Apesar de ser mais jovem que muitos de seus liderados, Mutemuia teve que aprender a superá-los no quesito sagacidade e nunca levar em conta o nível de aparato tecnológico de que dispunham os Conselheiros como um recurso inerte. Eles se superavam constantemente, sobretudo em recursos de espionagem. Já planejava esse momento ao convidar Alis para a sala de banhos e confiar-lhe uma ordem soprada baixinho enquanto banhavam-se sob uma fonte barulhenta.

Trancou-se em seus aposentos, trocou a vistosa capa vermelha por uma ocre, comum, e cobriu o rosto. Saiu discretamente, trancou a porta pelo lado de fora e escapuliu pelos corredores menos utilizados da Casa de Rohr. Quase alcançava a área externa sem ser percebida e foi parada com um grito:

- Ei, vo você! Estou ta testando as propriedades de algumas ervas de mato, vá lá fora e traga uma quantidade generosa de pa polegarinas! - Mutemuia sorriu sob o disfarce, pois reconheceu a voz do garoto tímido que assistiu a sua palestra, afinal, não era tão tímido ao tratar com um subalterno.

- Atenda ao pedido do Notívago! - reforçou um guardião.

Numa reverência sutil, abaixou para apanhar um balde no canto e rumou para o pátio.

O pátio era muito largo tomava quase toda a frente da Casa, porém Mutemuia estava na deserta extremidade esquerda porque essa última abertura tinha função de direcionar caminho para as hortas e outros pequenos cultivos, sendo pouco usada após a abertura de uma saída na cozinha para o mesmo destino. Pela emoção do risco prosseguiu no caminho e recuou para a lateral da Casa. Foi à horta em busca das polegarinas, foi vista de longe por alguns guardiões, daí fez a coleta e voltou pelo mesmo caminho, sem suscitar suspeitas, ao dobrar a esquina formada pela fachada lateral e a frente do prédio acelerou o passo e pôs-se bem rente a cerca viva até perceber o ponto onde havia uma falha e atravessou.

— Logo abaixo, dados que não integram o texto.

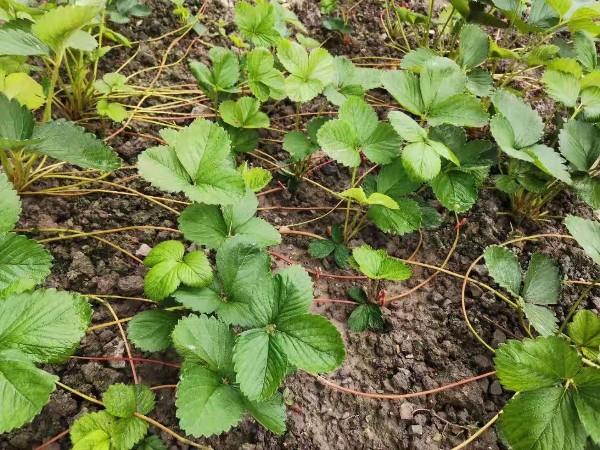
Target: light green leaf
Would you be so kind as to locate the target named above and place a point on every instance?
(441, 78)
(533, 364)
(207, 340)
(10, 204)
(545, 418)
(580, 144)
(270, 413)
(244, 113)
(503, 265)
(587, 234)
(257, 23)
(25, 389)
(196, 162)
(474, 46)
(45, 325)
(206, 405)
(151, 330)
(406, 219)
(68, 142)
(561, 86)
(260, 364)
(456, 190)
(585, 333)
(461, 110)
(407, 127)
(421, 161)
(59, 25)
(404, 87)
(311, 343)
(378, 265)
(542, 281)
(526, 125)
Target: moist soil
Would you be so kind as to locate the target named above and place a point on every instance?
(426, 342)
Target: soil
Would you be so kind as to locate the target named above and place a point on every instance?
(426, 343)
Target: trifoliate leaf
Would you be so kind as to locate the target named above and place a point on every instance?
(207, 340)
(10, 204)
(584, 331)
(580, 144)
(474, 46)
(404, 87)
(66, 141)
(265, 81)
(46, 325)
(151, 330)
(244, 113)
(196, 162)
(308, 73)
(269, 413)
(257, 23)
(533, 364)
(57, 27)
(25, 388)
(587, 234)
(260, 364)
(364, 317)
(525, 123)
(378, 265)
(541, 418)
(311, 342)
(207, 404)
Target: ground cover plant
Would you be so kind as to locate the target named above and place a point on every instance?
(267, 165)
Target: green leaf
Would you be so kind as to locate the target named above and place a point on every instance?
(456, 190)
(257, 23)
(406, 219)
(503, 266)
(270, 413)
(244, 270)
(207, 340)
(206, 405)
(587, 234)
(265, 81)
(404, 87)
(406, 127)
(378, 265)
(123, 400)
(364, 317)
(461, 110)
(196, 162)
(311, 342)
(10, 204)
(526, 125)
(474, 46)
(580, 144)
(308, 73)
(421, 161)
(18, 41)
(533, 364)
(58, 27)
(68, 142)
(545, 418)
(585, 333)
(542, 281)
(25, 388)
(46, 325)
(441, 78)
(244, 113)
(170, 268)
(151, 330)
(260, 364)
(561, 86)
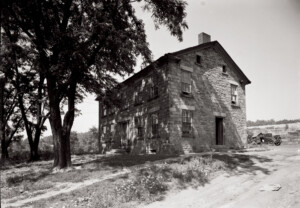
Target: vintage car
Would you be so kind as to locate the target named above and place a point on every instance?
(267, 138)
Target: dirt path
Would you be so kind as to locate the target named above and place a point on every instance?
(71, 187)
(242, 189)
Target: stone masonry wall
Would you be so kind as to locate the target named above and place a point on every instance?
(211, 98)
(159, 105)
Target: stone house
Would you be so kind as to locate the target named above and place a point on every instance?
(191, 100)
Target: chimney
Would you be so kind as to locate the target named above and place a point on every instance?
(203, 38)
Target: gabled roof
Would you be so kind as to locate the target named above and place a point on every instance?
(218, 47)
(163, 59)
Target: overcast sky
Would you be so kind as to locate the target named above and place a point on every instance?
(261, 36)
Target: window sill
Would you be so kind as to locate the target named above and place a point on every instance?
(225, 74)
(235, 105)
(187, 136)
(153, 98)
(154, 137)
(198, 64)
(140, 138)
(190, 95)
(137, 104)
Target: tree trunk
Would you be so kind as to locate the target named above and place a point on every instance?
(61, 131)
(4, 152)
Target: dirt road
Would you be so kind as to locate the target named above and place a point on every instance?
(241, 188)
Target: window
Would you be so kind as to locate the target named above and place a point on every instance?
(154, 125)
(187, 122)
(153, 90)
(224, 69)
(198, 59)
(110, 110)
(124, 100)
(104, 112)
(138, 98)
(140, 126)
(186, 78)
(234, 95)
(104, 129)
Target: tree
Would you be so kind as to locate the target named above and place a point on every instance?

Do outro lado da cerca havia um terreno de mato baixo, depois árvores espaçadas e finalmente o campo de flores. Muitas vezes questionou os Conselheiros sobre a finalidade de um terreno grande destinado a plantio tão fútil e ouviu uma enxurrada de discursos sobre a analogia entre o movimento das reza-a-Taor e as placas captadoras de energia taórica. Por fim, acatava e pedia a anunciação da próxima pauta. Enfim, o campo mostrara-se mais interessante devido os comentários pinçados entre a garotada, sobre encontros românticos testemunhados apenas pelas reza-a-Taor. Ao terminar a contagem de passos marcando as coordenadas do ponto de encontro combinado, a Administradora encontrava-se no meio da plantação, cercada de plantas com comprimento comparável à altura de sua cintura em pose ereta. Sentou no chão e esperou.

***

O único lugar na Casa de Rohr onde Caça Escalpos sentia conforto era junto à janela de Alis, na Governança. Ficava voltada para pequenos morros meia laranja que, apesar de serem menores, lembravam-lhe a cadeia de montanhas do povoado Urapei, onde se encontrava a vila onde nasceu.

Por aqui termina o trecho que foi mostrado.